Но сейчас обессиливающе захолодело в животе и ногах. Должно быть, та же мука ожидания корежит человека, приготовляющего тело к хирургическим разрезам, пересечению голых нервов, важных жил, – с той лишь разницей, что операцию эту Зворыгин должен сделать себе сам.
Замерев у крыла, он мазнул взглядом по желтоносому «мессеру» и по рыжему стройному юному немцу, от которого волнами растекался ловецкий азарт: этот Тонио Кросс, или как его там, был выродком способным и, конечно, болезненно самолюбивым; на лету, точно мошку разинутым клювом, хватал друг за дружкой идеи боевых эволюций, понимая и сам, как хорош и насколько обогнал своих сверстников в росте. Кое-что уже может, умеет – тем лучше: никому не покажется невероятным то, что он раз-другой клюнет русского зверя.
Зворыгин потер одубелую грудь и полез в гостеприимнопыточную лунку своего делимого с Ершовым и Ощепковым «тридцатого» – не прикидываясь рухлядью, но и не просияв, не налившись несдержанной жадностью. Просто с неистребимой механической ловкостью самолетного жителя.
«Як» побежал по полосе, как «хорьх» по безупречному немецкому шоссе. И, настигнув себя самого на вершине воздушной горы, в настоящем, свежующем воздухе, начиная жить в нем человеком без кожи, не вертел головой и не шарил глазами в безоблачной голубой пустоте, зная, где сейчас немец возникнет и где, вопреки ожиданию, возникнуть способен.

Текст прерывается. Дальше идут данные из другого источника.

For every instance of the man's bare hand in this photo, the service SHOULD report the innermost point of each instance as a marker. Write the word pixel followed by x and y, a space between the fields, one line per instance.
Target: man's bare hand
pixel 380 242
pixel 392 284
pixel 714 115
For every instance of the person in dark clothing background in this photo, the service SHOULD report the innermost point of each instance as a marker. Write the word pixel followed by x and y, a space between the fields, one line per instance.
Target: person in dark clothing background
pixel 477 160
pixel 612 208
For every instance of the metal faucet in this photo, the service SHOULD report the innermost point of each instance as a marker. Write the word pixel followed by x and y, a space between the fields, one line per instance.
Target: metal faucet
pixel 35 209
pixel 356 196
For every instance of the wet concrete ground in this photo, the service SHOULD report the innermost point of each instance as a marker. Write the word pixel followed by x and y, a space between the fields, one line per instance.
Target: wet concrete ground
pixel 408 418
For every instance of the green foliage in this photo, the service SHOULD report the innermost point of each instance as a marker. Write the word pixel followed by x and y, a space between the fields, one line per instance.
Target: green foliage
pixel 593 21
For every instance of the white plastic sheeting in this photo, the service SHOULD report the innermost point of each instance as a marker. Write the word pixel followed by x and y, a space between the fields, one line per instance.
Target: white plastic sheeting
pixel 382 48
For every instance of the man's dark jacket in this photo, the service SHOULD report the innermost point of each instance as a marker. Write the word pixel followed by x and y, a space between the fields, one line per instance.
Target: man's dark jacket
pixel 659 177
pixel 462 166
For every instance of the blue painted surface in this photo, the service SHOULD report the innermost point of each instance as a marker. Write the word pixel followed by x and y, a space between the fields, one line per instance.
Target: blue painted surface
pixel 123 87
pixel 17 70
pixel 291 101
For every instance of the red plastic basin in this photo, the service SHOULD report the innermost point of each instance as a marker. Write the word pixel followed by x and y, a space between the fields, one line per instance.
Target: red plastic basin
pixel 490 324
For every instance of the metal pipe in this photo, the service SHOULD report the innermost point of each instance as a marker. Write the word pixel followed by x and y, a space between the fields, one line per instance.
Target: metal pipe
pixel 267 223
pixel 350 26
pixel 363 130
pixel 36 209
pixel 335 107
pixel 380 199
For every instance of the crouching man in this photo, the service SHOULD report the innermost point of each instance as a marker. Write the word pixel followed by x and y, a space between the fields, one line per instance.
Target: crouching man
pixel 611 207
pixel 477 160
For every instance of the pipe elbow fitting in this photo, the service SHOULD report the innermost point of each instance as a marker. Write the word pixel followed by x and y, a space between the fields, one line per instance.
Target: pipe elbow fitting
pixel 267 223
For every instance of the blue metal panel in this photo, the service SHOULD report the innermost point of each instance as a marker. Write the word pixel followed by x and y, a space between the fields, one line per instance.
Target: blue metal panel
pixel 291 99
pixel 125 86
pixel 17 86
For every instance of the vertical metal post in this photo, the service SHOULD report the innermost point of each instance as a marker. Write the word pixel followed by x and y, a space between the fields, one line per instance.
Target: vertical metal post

В голове у того, без сомнения, звучал направляющий голос осторожного, зоркого Реша, и отнюдь не с голодным до крови щенком, а вот с этим матерым, седым лисовином, ведущим питомца на радиопривязи, он, Зворыгин, разыгрывал здесь все воздушные партии. Но как только на волю выпускались все силы моторов и дело доходило до ближнего гона, Реш уже не всегда мог обогнать своим взглядом и голосом все движения щенка и поживы, а порой, видно было, замолкал и по собственной воле, предоставив ублюдку свободу решать, как и чем убивать, – надо ж было ему окунуть своих мальчиков в беспощадную явь «настоящего боя»: «думай сам», «ты один», «вот такие они, эти русские». А порою щенки просто глохли в охотничьем пыле и подолгу не слышали поводыря, опьяненные близостью ослабевшего и отупевшего нашего, что, казалось, вот-вот содрогнется и брызнет фанерными клочьями, перерезанный надвое трассой и затянутый в линзу прицела своей же великой усталостью.
Рыжий круто спикировал в заднюю полусферу Зворыгина – уморился его дожидаться Григорий и терпел еще целую вечность, оставаясь на рельсах прямого полета и как будто не видя щенка над своей головой. Немец не плесканул в него издали изо всех поливалок, а по-взрослому вышел из крутого пике, погрузившись Зворыгину в мертвую зону, под хвост, и нацелившись в брюхо. И Зворыгин, который теперь в самом деле не видел его, ощутил, как увесисто бьется молодая немецкая кровь в тупиках обнаженно-чувствительных пальцев. И хватил на себя самолетную ручку, зажигая свечу над невидимой, развоплощенной, захлебнувшейся трассой щенка.
Немец в эту невступно отвесную гору за ним не пошел, потому что, конечно, ударил ему в уши голос матерого Реша, стянув упреждающим холодом череп: не ходи, там уже зажила твоя смерть, с неизбежностью вынырнешь у нее перед носом. И Зворыгин не лег на живот, а немедля перетяжелил на нос свой ястребок, опрокинул его в разворот и спикировал «мессеру» наискось в лоб. Осязаемо дрогнув, мальчишка отвернул от него. А вот так, малышок, делать ручкой не надо. Не надо так ее перетягивать на вираже – а не то чего доброго сам оборвешь себя в штопор.